EDA on the Titanic dataset with RStudio

What factors might determine the survival of passengers?

8 min readJan 29, 2021

Titanic (1997) is a well-known romantic and disaster movie based on the historical story of the sinking of the RMS Titanic in the North Atlantic Ocean in 1912. There are so many memorable scenes of Titanic, but my favorite one might be Jack’s death scene. In this scene, Rose sees the light from the lifeboat and tries to call Jack to wake him up but he is already dead. Not only Jack, but some passengers are also dead. However, Rose is the survived passenger from the sinking of the Titanic. It seems that there are some factors that make Rose and some passengers survive this disaster whereas other passengers die.

**The sinking of the Titanic (1912)** Reference: https://en.wikipedia.org/wiki/Sinking_of_the_Titanic

To find the answer, we need to know what kind of passengers that more likely to survive? Based on the available Titanic dataset on Kaggle, I do the exploratory data analysis (EDA) on the Titanic dataset using the training dataset to answer this question.

Let’s explore the Titanic dataset

The training dataset is consist of the information of individual passenger as following:

Passenger Id
Survived: 0 = No, 1 = Yes
Pclass — Ticket class: 1st (upper), 2nd(middle), 3rd(lower)
Name
Sex: male, female
Age
SibSp — The number of siblings / spouses aboard the Titanic
Parch — The number of parents / children aboard the Titanic
Ticket — Ticket number
Fare — Passenger fare
Cabin — Cabin number
Embarked — Port of Embarkation: C = Cherbourg, Q = Queenstown, S = Southampton

After taking a quick look, I see 4 variables (“PassengerId”, “Name”, “Ticket”, “Cabin”) that might not help much for answering the question. Therefore, I choose 8 rest variables for further analysis.

Performing EDA with RStudio

Downloading the training dataset (“train.csv”) on Kaggle

https://www.kaggle.com/c/titanic/data

Installing the relavent packages and loading libraries

At first, I need to install the relevant R packages for data manipulation and visualization. Then, the libraries of these packages are loaded.

# install packages
install.packages("ggplot2")
install.packages("dplyr")
install.packages("gtsummary")
install.packages("gt")
webshot::install_phantomjs()# load libraries
library(ggplot2)
library(dplyr)
library(gtsummary)
library(gt)
library(webshot)

Data cleanning

Before performing EDA, I want to see the structure of the dataset and check whether there are any missing values in the dataset.

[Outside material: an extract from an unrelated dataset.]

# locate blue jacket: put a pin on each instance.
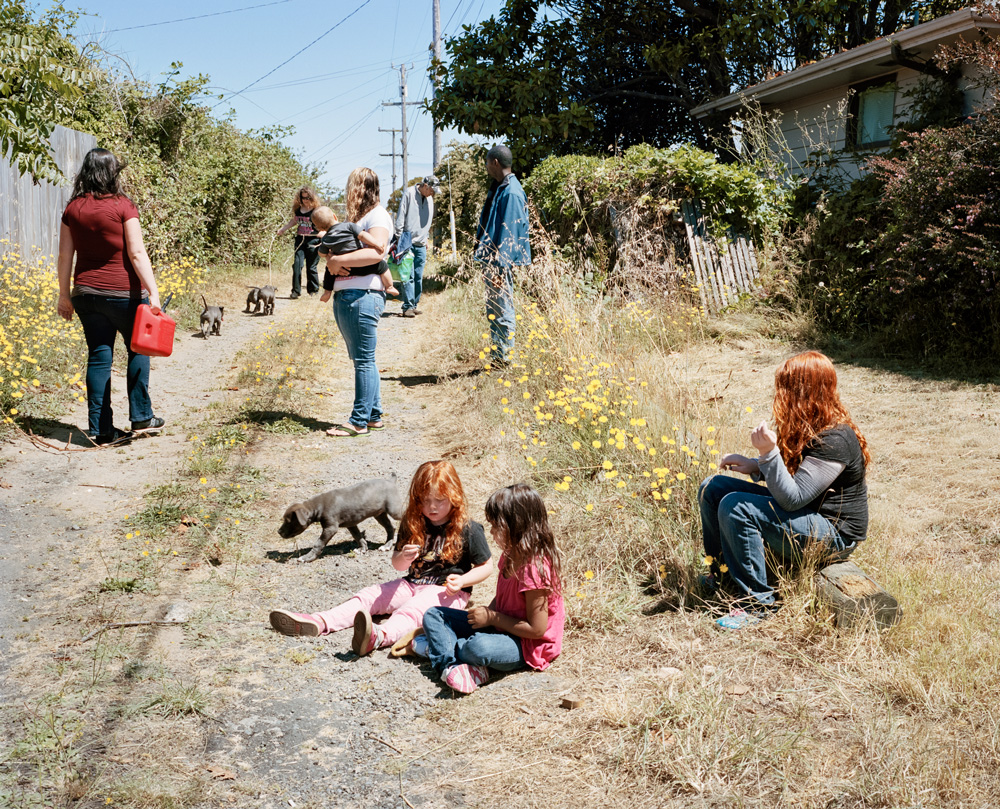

# read "train.csv" file and avoid converting strings to factors
train <- read.csv("train.csv ", stringsAsFactors = FALSE)# take a look at the structure of the dataset
str(train)# sumarize missing values in each column
colSums(is.na(train))
colSums(train == "")

Output:

After checking the dataset, I see some missing values in Age, Cabin, and Embarked columns, but they are in different forms — “NA” for Age and “empty string” for Cabin and Embarked. Thus, I want to convert “empty string” into “NA” for easier manipulation.

# replace empty strings with NA 
train <- train %>%
  mutate_all(na_if,"")# check missing values again
colSums(is.na(train))

Output:

Creating the descriptive statistics table

To show a whole picture of the dataset, I create the descriptive statistics table of 8 survival-related variables that I choose at the beginning.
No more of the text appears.